In another presentation, an update of the model for planning the size of the different data flows at sites was presented. The numbers shown there for the bandwidth to the MSS surprised to some of the Tier1 sites in the audience since they looked pretty small (few tens of MB/s), specially if compared with the just shown avalanche of output data of the MC re-reconstruction. Modeling and planning is always tough in a fast evolving environment like the LHC. We will need to stay tuned to get the new calculations and plug them in the MSS purchase plans.

The ATLAS turn started with a really interesting presentation from Fernando. He showed the last "bells and whistles" of the ATLAS data management system. Plenty of monitoring stuff (yes! we love monitoring... you know) that shows which fraction of the used disk space are primary replicas, secondary replicas, etc.
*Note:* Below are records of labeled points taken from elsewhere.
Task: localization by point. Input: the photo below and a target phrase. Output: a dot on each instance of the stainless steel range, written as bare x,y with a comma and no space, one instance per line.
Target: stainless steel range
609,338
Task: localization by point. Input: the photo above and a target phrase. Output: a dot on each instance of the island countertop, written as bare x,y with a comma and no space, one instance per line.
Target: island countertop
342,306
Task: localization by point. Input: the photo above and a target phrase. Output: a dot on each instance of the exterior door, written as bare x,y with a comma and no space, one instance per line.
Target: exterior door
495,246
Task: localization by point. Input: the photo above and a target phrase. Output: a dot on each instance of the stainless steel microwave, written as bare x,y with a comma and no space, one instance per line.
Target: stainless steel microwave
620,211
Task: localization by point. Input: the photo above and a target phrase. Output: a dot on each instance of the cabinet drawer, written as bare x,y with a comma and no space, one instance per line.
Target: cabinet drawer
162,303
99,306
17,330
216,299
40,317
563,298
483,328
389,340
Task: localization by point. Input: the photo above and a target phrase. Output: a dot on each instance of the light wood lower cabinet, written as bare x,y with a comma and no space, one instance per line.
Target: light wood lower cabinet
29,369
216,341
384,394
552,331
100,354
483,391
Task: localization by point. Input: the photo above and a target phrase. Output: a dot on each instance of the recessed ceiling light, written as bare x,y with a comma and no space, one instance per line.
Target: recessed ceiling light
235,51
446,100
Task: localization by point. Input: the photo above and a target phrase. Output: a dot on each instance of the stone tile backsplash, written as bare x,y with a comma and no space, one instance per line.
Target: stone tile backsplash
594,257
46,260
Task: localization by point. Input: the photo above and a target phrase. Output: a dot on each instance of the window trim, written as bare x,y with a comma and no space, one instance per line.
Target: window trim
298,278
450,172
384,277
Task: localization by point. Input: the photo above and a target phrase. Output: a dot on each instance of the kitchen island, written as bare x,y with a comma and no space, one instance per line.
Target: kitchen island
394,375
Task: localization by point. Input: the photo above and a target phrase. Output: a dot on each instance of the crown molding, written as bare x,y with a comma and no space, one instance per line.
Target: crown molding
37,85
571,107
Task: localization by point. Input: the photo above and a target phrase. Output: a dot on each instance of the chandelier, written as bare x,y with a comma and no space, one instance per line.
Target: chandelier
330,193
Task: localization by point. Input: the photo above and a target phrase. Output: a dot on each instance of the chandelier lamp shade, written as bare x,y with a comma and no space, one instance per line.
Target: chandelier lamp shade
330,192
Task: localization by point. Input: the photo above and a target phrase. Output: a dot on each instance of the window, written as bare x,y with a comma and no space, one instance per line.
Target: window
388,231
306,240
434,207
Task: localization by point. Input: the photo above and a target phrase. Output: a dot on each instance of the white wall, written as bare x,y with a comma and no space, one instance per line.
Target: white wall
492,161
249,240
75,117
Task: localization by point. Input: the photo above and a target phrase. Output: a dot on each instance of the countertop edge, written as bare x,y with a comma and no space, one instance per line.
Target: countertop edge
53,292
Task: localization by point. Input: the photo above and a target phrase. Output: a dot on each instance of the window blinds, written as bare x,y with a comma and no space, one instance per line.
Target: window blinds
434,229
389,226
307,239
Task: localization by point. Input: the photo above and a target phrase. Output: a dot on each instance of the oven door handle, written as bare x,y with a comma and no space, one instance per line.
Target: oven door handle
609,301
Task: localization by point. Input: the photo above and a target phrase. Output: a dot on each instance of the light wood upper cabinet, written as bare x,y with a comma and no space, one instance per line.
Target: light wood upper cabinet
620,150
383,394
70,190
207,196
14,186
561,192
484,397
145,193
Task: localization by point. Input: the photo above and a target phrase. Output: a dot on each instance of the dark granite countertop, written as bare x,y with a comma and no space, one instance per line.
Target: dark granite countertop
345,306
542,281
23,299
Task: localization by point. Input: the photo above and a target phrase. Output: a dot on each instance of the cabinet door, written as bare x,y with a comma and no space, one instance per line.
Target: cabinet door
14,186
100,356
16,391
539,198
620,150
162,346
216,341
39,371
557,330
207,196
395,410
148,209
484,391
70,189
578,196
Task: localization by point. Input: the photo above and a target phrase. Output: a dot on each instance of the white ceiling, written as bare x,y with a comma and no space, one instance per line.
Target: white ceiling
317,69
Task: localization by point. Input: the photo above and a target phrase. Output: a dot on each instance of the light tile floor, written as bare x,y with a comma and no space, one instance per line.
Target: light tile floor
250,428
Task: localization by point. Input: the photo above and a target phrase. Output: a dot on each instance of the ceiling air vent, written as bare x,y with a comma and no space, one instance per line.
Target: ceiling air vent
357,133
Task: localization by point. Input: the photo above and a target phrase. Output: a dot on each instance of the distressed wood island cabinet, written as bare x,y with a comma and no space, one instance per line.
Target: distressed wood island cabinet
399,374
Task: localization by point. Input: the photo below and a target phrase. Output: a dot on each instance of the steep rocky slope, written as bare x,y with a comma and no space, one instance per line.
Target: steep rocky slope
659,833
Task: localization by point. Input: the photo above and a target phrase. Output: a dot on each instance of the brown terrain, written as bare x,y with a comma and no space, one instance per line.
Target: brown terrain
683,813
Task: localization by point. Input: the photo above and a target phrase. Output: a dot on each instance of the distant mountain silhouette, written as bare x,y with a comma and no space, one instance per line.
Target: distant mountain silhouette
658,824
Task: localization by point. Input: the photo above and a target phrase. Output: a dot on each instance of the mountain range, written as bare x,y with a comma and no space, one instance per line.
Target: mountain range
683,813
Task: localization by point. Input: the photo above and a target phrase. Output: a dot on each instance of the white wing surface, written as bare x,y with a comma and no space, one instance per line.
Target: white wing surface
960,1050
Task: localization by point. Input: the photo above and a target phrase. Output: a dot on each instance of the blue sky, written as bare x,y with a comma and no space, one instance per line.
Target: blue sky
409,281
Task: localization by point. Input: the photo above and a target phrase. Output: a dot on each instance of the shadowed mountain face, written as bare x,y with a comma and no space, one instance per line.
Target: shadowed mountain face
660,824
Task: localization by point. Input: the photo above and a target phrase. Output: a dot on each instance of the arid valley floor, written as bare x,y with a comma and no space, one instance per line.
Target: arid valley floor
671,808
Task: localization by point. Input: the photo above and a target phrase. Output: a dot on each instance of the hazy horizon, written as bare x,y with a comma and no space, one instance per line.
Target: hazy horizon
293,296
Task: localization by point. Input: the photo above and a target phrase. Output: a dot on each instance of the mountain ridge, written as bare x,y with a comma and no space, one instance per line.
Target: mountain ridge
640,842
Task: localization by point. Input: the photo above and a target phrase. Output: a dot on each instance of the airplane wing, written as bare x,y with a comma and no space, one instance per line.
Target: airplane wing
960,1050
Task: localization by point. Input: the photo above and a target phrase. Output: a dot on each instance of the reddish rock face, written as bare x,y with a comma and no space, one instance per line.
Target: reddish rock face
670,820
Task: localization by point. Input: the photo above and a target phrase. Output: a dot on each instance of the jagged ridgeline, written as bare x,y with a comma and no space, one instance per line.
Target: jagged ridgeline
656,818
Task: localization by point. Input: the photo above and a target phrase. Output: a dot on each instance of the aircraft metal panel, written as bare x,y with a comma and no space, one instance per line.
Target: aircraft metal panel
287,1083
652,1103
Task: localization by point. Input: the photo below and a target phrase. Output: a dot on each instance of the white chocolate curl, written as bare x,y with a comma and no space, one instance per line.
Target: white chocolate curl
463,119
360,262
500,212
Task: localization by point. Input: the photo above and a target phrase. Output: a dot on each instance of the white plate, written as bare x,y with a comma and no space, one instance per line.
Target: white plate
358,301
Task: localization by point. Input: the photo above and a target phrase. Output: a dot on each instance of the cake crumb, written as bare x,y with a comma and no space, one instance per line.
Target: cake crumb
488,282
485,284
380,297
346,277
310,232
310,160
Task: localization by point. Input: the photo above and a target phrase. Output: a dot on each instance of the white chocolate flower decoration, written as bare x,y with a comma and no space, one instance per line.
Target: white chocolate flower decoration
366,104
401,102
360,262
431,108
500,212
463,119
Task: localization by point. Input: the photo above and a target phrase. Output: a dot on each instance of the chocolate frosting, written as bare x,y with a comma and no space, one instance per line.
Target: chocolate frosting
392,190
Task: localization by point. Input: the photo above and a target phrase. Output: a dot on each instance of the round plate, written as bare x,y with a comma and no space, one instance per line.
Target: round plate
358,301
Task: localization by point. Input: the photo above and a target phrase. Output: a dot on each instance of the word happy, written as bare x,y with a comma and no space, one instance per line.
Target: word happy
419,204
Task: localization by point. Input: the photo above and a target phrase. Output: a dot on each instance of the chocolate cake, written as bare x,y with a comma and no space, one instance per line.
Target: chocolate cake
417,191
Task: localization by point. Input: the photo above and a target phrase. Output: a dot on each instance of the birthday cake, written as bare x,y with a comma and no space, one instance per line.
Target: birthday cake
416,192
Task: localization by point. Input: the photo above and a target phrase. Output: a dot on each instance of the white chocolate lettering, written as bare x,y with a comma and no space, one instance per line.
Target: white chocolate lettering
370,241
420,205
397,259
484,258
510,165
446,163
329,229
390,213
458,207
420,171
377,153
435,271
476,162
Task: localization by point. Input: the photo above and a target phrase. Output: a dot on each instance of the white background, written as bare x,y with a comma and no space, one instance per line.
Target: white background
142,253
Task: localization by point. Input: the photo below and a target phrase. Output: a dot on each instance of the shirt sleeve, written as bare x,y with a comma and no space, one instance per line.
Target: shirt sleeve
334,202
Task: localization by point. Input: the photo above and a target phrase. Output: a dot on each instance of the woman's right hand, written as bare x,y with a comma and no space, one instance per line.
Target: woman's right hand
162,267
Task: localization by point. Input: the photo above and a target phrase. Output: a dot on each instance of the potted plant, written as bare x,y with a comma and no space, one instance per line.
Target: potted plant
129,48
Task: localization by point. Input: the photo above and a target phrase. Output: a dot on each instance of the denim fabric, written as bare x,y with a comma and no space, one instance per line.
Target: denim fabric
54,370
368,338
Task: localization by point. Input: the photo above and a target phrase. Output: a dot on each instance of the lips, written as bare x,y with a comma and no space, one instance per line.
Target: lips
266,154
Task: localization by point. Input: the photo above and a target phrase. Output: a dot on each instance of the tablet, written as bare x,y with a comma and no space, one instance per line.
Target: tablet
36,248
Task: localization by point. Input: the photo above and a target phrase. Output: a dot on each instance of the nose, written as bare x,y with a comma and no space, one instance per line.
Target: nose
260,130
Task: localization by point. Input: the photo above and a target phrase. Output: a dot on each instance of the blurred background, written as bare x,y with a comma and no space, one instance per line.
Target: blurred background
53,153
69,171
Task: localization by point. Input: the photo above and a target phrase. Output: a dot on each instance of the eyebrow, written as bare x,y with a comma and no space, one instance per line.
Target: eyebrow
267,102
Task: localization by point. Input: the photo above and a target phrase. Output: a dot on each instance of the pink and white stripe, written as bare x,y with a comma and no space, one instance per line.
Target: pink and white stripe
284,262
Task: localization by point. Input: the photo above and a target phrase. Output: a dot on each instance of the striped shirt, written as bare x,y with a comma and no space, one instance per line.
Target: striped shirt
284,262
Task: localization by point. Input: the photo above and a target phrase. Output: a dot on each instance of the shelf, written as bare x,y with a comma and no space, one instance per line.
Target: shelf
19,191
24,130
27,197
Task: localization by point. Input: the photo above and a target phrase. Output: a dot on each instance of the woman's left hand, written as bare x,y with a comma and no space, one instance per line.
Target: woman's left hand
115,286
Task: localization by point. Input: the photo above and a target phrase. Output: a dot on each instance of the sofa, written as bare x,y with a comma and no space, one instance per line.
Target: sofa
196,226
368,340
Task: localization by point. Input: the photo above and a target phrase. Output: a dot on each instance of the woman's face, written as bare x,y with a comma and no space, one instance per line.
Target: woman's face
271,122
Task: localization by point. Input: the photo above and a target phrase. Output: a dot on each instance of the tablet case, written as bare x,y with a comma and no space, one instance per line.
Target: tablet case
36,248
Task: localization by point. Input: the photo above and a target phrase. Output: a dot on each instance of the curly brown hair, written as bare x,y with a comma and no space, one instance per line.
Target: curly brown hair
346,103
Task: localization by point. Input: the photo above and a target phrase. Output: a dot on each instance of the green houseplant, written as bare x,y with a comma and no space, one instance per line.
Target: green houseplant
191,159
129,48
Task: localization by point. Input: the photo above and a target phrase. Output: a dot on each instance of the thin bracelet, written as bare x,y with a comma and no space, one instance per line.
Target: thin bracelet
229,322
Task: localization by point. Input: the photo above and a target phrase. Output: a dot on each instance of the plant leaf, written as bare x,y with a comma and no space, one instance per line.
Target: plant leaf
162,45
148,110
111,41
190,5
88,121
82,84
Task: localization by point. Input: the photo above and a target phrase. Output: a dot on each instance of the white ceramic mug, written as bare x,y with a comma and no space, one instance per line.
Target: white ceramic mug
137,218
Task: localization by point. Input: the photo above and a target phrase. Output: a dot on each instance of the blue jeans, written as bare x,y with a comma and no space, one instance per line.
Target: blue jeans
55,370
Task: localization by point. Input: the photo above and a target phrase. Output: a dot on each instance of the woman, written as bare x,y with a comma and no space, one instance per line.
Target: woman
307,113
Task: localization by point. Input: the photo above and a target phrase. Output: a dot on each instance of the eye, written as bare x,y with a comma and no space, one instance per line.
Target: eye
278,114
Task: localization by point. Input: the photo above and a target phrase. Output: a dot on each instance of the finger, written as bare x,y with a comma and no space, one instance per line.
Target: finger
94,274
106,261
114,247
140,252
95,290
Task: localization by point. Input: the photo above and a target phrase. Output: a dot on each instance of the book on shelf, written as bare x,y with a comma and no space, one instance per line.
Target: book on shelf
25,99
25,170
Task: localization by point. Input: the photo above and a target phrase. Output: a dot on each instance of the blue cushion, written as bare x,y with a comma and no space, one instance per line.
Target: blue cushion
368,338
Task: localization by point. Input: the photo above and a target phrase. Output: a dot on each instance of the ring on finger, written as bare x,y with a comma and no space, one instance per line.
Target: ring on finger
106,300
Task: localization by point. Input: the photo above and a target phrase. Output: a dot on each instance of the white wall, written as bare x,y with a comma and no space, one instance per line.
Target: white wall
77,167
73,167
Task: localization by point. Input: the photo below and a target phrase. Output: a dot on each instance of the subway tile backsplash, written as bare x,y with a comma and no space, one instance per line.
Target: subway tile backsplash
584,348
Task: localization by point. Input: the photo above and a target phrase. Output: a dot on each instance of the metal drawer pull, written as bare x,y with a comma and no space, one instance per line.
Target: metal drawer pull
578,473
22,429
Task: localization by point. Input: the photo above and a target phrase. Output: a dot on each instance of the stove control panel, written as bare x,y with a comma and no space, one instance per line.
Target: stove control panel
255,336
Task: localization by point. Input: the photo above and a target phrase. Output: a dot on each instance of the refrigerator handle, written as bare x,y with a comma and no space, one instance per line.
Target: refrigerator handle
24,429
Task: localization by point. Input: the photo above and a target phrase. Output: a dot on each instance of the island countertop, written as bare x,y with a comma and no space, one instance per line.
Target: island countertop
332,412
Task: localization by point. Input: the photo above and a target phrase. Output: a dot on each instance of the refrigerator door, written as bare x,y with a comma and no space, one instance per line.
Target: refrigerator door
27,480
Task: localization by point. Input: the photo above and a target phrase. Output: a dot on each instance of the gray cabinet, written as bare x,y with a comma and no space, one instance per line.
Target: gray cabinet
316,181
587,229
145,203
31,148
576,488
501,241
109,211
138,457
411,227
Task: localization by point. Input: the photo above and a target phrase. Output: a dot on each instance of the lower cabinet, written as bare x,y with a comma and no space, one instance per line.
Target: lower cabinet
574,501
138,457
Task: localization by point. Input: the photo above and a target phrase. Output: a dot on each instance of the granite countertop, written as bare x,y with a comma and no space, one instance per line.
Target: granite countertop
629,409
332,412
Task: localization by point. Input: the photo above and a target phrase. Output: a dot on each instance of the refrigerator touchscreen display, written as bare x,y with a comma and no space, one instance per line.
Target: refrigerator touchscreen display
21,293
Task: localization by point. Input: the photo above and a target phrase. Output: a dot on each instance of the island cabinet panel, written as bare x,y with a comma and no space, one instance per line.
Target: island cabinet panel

With all this information at hand they can do great things like a system that watches the disk occupancy and triggers an automatic deletion of "less important" data when 90% occupancy is reached.
A plot in this presentation showing the evolution of used disk at the different Tier1s versus time compared with the installed and pledged capacities generated some interesting remarks. Someone in the audience was worried because it was showing that ATLAS is only using about half of the pledged disk resources. Kors replied that actually the plot was showing that, when the LHC is taking data, ATLAS can fill up the disk very fast. This can be more worrying, indeed... if one thinks that we should survive with the current deployed resources until April next year. Luckily, Fernando's tools will make room for the new data to come... even if some secondary or tertiary replica needs to be trashed.

No comments: